Zusammen mit dem nachnominierten Benjamin Lischka ist Bryant am Samstag beim Allstar-Spiel dabei. »Wir haben nicht gut genug verteidigt, sie hatten Läufe und wir haben unsere Würfe nicht getroffen«, analysierte der Kapitän der 46ers die Pleite in der Basketball-Bundesliga. Und David Bell stellte fest: »Wir sind schwach gestartet und haben uns dann nie mehr auf die Reihe bekommen.« Doch das war nicht alles, denn vor allem trafen die Gießener erschreckend schlechte Entscheidungen: In einer Partie, die über lange Strecken nicht einmal gehobenes Zweitliga-Niveau hatte, und gegen einen Gegner, der oft genug unter Beweis stellte, weshalb er tief im Abstiegskampf steckt, zeigten die 46ers ihre schlechteste Saisonleistung. Dass Gießen trotzdem mehrfach die Chance hatte, die Partie zu gewinnen, sollte die Verantwortlichen der Weißenfelser für deren weiteren Saisonverlauf zutiefst beunruhigen.

Schlampige Anspiele

Aber auch in Gießen sollte die Niederlage für Unruhe sorgen. Beim MBC gab es immer wieder schlechte Würfe, schlampige Anspiele und Alibi-Defense. Die Mannschaft war nicht in der Lage, individuell schwache Tage und den Ausfall von Brandon Thomas (Verletzung des Daumensattelgelenks) über eine Teamleistung zu kompensieren und lebte stattdessen von individuellen Aktionen. »Ich weiß nicht, wie oft wir schon den Rebound in den Händen hatten und ihn wieder verloren haben, wo dann doch ein einfacher Korb für den MBC zustande gekommen ist. Wir haben, über das ganze Spiel gesehen, einfach schlecht gespielt«, konnte auch Trainer Ingo Freyer nach der Partie nur noch mit dem Kopf schütteln.

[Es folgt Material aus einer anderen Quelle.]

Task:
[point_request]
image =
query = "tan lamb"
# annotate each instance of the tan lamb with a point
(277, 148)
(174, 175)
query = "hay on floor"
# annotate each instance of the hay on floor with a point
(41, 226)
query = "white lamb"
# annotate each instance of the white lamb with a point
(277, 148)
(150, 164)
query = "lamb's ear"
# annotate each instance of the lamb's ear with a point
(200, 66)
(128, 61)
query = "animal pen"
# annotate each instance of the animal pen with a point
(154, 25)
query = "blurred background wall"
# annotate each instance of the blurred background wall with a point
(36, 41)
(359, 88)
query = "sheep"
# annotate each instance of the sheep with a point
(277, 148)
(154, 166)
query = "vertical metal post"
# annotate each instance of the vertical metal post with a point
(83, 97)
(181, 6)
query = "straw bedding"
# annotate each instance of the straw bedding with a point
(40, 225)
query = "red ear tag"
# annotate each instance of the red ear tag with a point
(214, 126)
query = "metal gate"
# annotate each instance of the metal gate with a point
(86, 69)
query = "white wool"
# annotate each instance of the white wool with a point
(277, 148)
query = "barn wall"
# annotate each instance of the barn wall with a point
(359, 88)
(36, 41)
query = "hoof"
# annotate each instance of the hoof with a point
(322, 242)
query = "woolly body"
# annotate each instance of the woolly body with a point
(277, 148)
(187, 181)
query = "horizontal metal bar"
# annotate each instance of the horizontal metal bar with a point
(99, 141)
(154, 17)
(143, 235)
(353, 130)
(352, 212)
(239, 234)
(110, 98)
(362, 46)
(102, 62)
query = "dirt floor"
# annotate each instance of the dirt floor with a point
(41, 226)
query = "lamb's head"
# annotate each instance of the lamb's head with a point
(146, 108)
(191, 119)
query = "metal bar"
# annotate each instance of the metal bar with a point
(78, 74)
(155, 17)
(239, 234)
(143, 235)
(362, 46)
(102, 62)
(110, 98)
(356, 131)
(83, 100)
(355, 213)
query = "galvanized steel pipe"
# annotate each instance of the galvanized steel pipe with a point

Anspruch und Wirklichkeit klaffen auseinander

Eine Mannschaft, die im Sommer mit Veteranen verstärkt wurde und so viel Erfahrung besitzt, darf sich so nicht präsentieren – erst recht nicht, wenn die Spieler seit Monaten vom Saisonziel Playoffs sprechen. »Die Chancen auf die Playoffs haben ganz schön was abbekommen. Es wird jetzt schwer für uns, wir müssen auch mal überraschende Siege einfahren und gleichzeitig die Spiele gewinnen, die wir gewinnen sollten. Momentan sieht es nicht so gut für uns aus«, gab auch Bryant zu, dass Anspruch der Spieler und Wirklichkeit derzeit auseinanderklaffen. So ist ein Mahir Agva in einem Tief, Max Landis traf in diesem Monat nur drei seiner 17 Dreierversuche (17,6 Prozent) und kommentierte sein Spiel am Dienstag mit: »Das letzte Mal habe ich so schlecht geworfen, da hab ich noch in Belgien gespielt.«

Lösbare Aufgaben, dann dicke Brocken

Zwar sind viele der Gegner, die noch auf Gießen zukommen, machbar: Die kommenden drei Heimspiele gegen Crailsheim, Ludwigsburg und Jena können allesamt gewonnen werden wie die Auswärtspartien in Braunschweig und Göttingen. Sollte das gelingen, muss allerdings spätestens seit Dienstag auch eine Überraschung her, wenn es im Anschluss binnen zehn Tagen gegen die derzeitigen Top drei der Liga aus Oldenburg, München und Vechta geht.

Lischka und Bryant in Trier

Für Bryant steht das nächste Spiel derweil bereits am Samstag an, wenn Gießens Kapitän gemeinsam mit dem am Mittwoch nachnominierten Benjamin Lischka beim Allstar Day der BBL in Trier aufläuft. »Es ist eine Ehre, ein Allstar zu sein«, freut sich der Center auf seine dritte Teilnahme beim Treffen der besten Spieler der Liga, bei dem er erstmals zum Team National gehören wird. Bei seinen ersten beiden Teilnahmen wurde Bryant jeweils zum wertvollsten Spieler des Allstar-Spiels gekürt – außer ihm gelang das nur noch der Berliner Legende Wendell Alexis. Doch egal ob er als erster Spieler zum dritten Mal als MVP ausgezeichnet wird oder nicht – bei der Spaßveranstaltung dürfte Bryant in jedem Fall seine gute Laune wiederfinden.